There's no question YouTube has its work cut out for it; its comment sections are widely regarded as cesspools. Meme harvester BuzzFeed called YouTube "a comment disaster on an unprecedented scale" with "the worst commenters on the internet;" online entrepreneur (and Wired contributor) Andy Baio called them "historically pretty bad;" and the online comic XKCD in 2006 imagined the moon landing being broadcast—and moronically heckled—on YouTube. "The internet has always had loud dumb people," XKCD illustrator Randall Munroe wrote in an accompanying caption, "but I've never seen anything quite as bad as the people who comment on YouTube videos."

A staff of human beings and not just some sort of computer algorithm could monitor all remarks—Amazon had workers maintaining customer review queues when I worked there—but that takes time and money. It also slows the process down, and users have grown accustomed to instant "look at me!" gratification.

I originally posted this video back in November, and it still cracks me up.

One obvious direction for YouTube is to ask users for more information about themselves. Many members use anonymous handles since YouTube, unlike other Google sites, allows people to create distinct accounts.
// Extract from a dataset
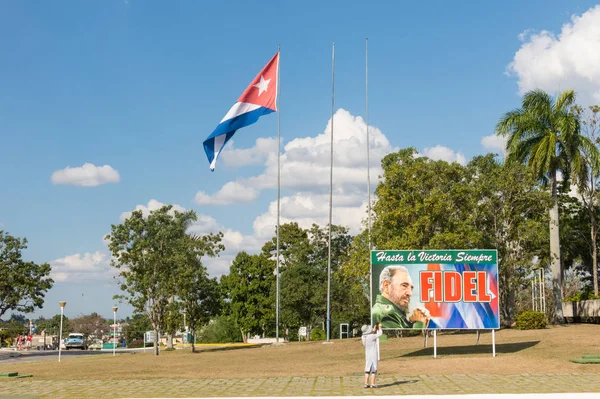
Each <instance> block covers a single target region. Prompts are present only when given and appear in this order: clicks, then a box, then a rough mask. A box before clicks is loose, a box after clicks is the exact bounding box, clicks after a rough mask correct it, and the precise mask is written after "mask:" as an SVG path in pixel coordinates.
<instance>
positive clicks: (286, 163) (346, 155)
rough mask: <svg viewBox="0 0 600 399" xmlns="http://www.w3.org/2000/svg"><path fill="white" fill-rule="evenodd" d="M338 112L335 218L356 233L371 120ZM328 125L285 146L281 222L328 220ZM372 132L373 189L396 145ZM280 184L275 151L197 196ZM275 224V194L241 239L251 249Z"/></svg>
mask: <svg viewBox="0 0 600 399" xmlns="http://www.w3.org/2000/svg"><path fill="white" fill-rule="evenodd" d="M334 118H335V119H334V122H335V125H334V127H335V130H334V171H333V213H332V222H333V223H334V224H338V225H344V226H347V227H349V229H350V232H351V233H352V234H357V233H359V232H360V230H361V228H362V223H363V222H364V220H365V219H366V217H367V214H366V209H367V205H368V204H367V198H368V195H367V182H366V180H367V126H366V124H365V122H364V120H363V119H362V118H361V117H360V116H353V115H351V114H350V113H349V112H348V111H346V110H343V109H340V110H338V111H337V112H336V113H335V115H334ZM330 128H331V120H329V121H328V123H327V126H326V127H325V129H324V131H323V133H321V134H317V135H315V136H308V137H300V138H296V139H293V140H291V141H290V142H288V143H287V144H286V145H285V146H284V151H283V153H282V155H281V186H282V189H283V191H284V192H283V193H282V197H281V215H280V223H281V224H285V223H289V222H297V223H298V224H299V225H300V226H301V227H303V228H308V227H310V226H311V225H312V224H313V223H316V224H318V225H320V226H326V225H327V223H328V221H329V220H328V219H329V167H330V151H331V147H330V146H331V142H330V137H331V136H330V134H331V132H330ZM369 135H370V168H371V189H375V187H376V184H377V182H378V176H379V175H381V174H382V173H383V170H382V169H381V159H382V158H383V157H384V156H385V155H387V154H389V153H391V152H394V151H397V150H398V149H397V148H393V147H392V146H391V144H390V142H389V141H388V139H387V138H386V136H385V135H384V134H383V133H382V132H381V131H380V130H379V129H377V128H374V127H369ZM425 155H427V156H428V157H430V158H432V159H443V160H446V161H449V162H458V163H460V164H462V165H465V164H466V158H465V156H464V155H463V154H462V153H457V152H455V151H453V150H451V149H450V148H447V147H443V146H441V145H438V146H435V147H433V148H427V149H425ZM276 184H277V153H276V152H273V153H271V154H269V155H268V157H267V159H266V161H265V170H264V171H263V173H261V174H259V175H256V176H253V177H249V178H246V179H239V180H237V181H236V182H229V183H226V184H225V185H224V186H223V188H222V189H221V190H220V191H218V192H217V193H215V194H213V195H212V196H209V195H208V194H206V193H204V192H201V193H199V195H197V196H196V202H200V203H202V204H212V203H216V202H218V201H224V202H227V201H228V200H227V196H225V193H229V194H232V193H233V192H238V193H243V192H244V189H243V188H244V187H246V188H247V189H252V190H256V193H259V192H260V191H261V190H263V189H272V188H275V187H276ZM233 188H235V190H233ZM251 192H252V193H254V191H251ZM286 192H287V193H286ZM199 199H200V201H198V200H199ZM372 199H374V198H372ZM276 224H277V201H276V199H275V198H274V199H273V201H271V202H270V204H269V207H268V209H267V210H266V211H265V212H264V213H262V214H260V215H259V216H257V217H256V218H255V220H254V223H253V235H252V236H242V239H241V244H238V245H240V248H244V249H247V250H249V252H252V250H254V251H256V250H258V249H260V247H261V246H262V244H263V243H264V241H266V240H268V239H270V238H272V237H273V236H274V235H275V226H276ZM240 250H241V249H240Z"/></svg>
At other Google sites, users must use their Google+ identity, linked to a real name. As a general rule, people are far less likely to troll under their real name.

Read the whole article here. It would be nice to see Brooklyn Vegan and the Onion AV Club follow suit, but with even less resources at their disposal, that's not gonna happen. I'm the kind of information junkie who reads every web comment and listens to every movie/TV commentary track, but even I've got my limits. When the pissing matches begin, I move on to more harmonious environments.